The English language is so many splendored and varied that it’s understandable how one might be lead to the stark understanding of just how simple it would be to, say, count on one thing but receive another, and without any recourse from referencing a phrase spoken not 20 minutes prior. What did we learn? Get it in writing and have a trusted attorney look it over. Or at least listen and ask for clarification. Would we have done it for a quarter? No. But a quarter each? Perhaps. Indeed that’s exactly what it ended up being, but only after another neighbor, Joe, gave us four quarters for that crusty piece of green. Twenty-five cents each.
Ah well. Who needs Faygo, anyway?
By the way, our kids weren’t paid a nickel for their services this morning. How much would I pay them? I don’t know. Not $1.91, I can tell you that.

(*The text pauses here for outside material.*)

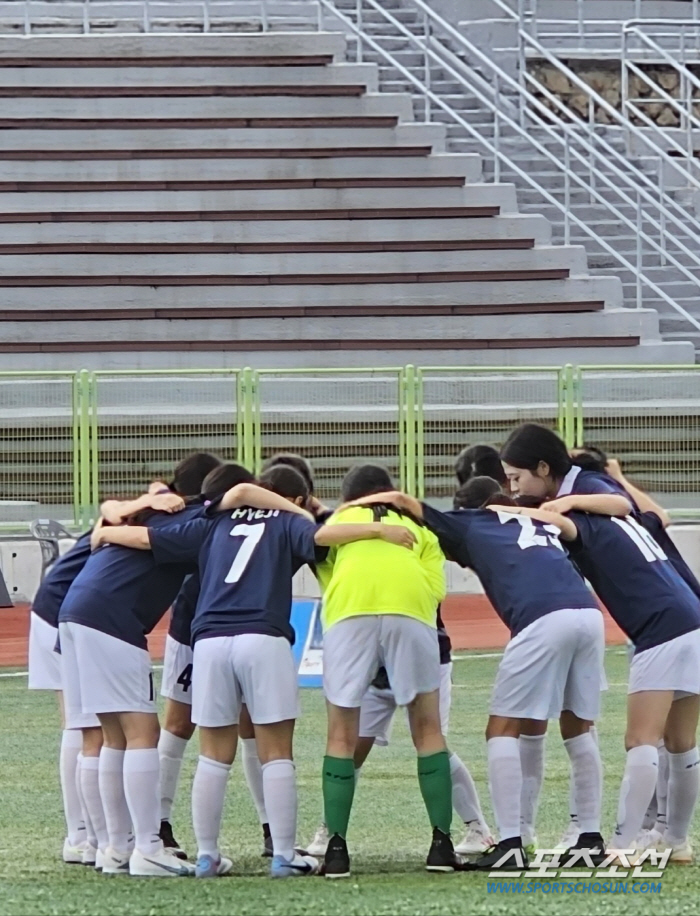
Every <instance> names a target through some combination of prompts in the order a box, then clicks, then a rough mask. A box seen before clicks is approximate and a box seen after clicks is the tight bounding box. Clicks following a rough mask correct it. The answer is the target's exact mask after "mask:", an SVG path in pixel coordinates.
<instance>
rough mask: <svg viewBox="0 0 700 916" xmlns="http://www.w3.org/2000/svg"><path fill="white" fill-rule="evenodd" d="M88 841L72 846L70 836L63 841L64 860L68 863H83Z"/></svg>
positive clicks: (66, 863)
mask: <svg viewBox="0 0 700 916" xmlns="http://www.w3.org/2000/svg"><path fill="white" fill-rule="evenodd" d="M86 849H87V843H79V844H78V845H77V846H71V844H70V841H69V839H68V837H66V839H65V840H64V841H63V861H64V862H65V863H66V865H82V864H83V856H84V855H85V850H86Z"/></svg>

But we pick up so many patterns when we’re kids that it’s not unlikely that I may have said something like “I’ll pay you fifty cents to clean off the cars.” Our older son has learned to ask for clarification, and that’s where he would’ve gotten me. “Each?” A wise child.
I like to remember that story on a day like today, when the thin windowpane is the only barrier between us and the frozen tundra, where ladies with wet hair hire the neighborhood kids to do a rather laborious chore, especially in the month of March and in the fine state of Michigan. We’ve had less than our share thanks to El Nino, but we’ve now reached capacity. Soon the only frost will be on the walls of our old freezers.